Irish Film Institute -CELINE AND JULIE GO BOATING

CELINE AND JULIE GO BOATING

Director: JACQUES RIVETTE

FRANCE • 1974 • SUBTITLED • COLOUR • 192 MIN • NEW 35MM PRINT.


The film that brought him his biggest audience, Celine and Julie is Jacques Rivette’s most successful combination of the themes of theatricality, paranoia and la vie parisienne, all wrapped up in an extended and entrancing examination of the nature of film-making (and film watching). Celine and Julie meet by chance (perhaps not for the first time) and soon, thanks to a magic sweet, find themselves spectators, then participants, in a melodrama unfolding in a mysterious suburban house, the wonderfully named 7 bis, rue du Nadir aux Pommes. There is always a text somewhere within a Rivette text, and the events in the house are taken from two stories by Henry James.

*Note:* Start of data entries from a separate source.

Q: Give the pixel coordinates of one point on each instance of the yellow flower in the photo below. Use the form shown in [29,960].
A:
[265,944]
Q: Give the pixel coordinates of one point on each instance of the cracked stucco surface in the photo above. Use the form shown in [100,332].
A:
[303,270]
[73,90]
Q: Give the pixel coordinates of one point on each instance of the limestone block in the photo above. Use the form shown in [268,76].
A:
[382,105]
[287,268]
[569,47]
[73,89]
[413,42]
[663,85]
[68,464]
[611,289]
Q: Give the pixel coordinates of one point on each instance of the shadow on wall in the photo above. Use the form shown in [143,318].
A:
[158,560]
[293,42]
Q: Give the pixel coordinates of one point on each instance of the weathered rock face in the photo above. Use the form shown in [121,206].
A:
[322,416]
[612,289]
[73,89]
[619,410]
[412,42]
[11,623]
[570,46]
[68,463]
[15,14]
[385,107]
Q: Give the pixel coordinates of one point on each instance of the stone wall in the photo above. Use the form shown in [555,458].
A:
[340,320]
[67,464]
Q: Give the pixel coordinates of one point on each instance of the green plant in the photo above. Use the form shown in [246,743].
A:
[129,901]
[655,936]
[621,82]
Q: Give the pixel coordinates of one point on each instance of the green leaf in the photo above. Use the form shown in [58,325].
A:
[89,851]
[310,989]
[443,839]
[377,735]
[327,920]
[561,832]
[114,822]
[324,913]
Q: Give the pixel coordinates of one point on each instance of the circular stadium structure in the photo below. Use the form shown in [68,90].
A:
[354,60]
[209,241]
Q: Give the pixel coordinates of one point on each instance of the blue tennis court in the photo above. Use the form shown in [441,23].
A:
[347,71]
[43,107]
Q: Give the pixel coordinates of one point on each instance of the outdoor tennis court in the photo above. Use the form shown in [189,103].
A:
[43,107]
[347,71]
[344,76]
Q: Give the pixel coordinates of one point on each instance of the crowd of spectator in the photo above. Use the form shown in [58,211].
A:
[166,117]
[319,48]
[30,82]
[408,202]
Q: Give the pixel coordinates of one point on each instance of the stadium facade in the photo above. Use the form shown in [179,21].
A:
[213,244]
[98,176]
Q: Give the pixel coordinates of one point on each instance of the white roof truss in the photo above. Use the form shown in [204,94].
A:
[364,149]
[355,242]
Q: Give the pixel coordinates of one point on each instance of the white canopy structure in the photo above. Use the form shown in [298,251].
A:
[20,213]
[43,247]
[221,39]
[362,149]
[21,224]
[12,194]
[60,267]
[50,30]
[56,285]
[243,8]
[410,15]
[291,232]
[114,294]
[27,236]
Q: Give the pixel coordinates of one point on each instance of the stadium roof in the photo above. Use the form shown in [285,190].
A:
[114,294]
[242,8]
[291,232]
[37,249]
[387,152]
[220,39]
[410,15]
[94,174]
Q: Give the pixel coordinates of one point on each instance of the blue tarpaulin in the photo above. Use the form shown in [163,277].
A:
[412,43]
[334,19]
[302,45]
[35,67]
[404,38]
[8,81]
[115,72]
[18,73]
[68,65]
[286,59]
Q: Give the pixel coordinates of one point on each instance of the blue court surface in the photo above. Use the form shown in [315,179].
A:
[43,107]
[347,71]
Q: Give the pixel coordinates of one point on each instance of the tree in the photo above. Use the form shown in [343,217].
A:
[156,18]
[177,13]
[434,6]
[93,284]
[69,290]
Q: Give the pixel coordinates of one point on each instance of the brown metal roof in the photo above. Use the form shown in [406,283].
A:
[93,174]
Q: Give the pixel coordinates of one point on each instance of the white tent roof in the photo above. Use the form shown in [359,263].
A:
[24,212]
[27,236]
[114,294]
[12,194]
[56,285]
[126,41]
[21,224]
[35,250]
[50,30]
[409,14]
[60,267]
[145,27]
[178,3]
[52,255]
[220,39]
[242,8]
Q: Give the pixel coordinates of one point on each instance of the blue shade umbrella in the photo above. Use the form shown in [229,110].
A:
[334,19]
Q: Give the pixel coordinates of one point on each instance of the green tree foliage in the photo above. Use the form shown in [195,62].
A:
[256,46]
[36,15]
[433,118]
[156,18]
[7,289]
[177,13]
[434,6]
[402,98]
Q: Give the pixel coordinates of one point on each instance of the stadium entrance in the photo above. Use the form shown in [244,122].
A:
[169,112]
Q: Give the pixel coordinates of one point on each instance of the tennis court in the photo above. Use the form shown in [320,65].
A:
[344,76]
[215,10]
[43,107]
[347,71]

But the atmosphere (often explicitly) is more Lewis Carroll, with Juliet Berto and Dominique Labourier as its twin Alices. The opening pursuit of Celine (Berto) by Julie (the wonderfully earnest Labourier) is the most luminous example of the director’s love affair with Paris and the whole thing is 192 minutes of pure joy.—Nick Roddick.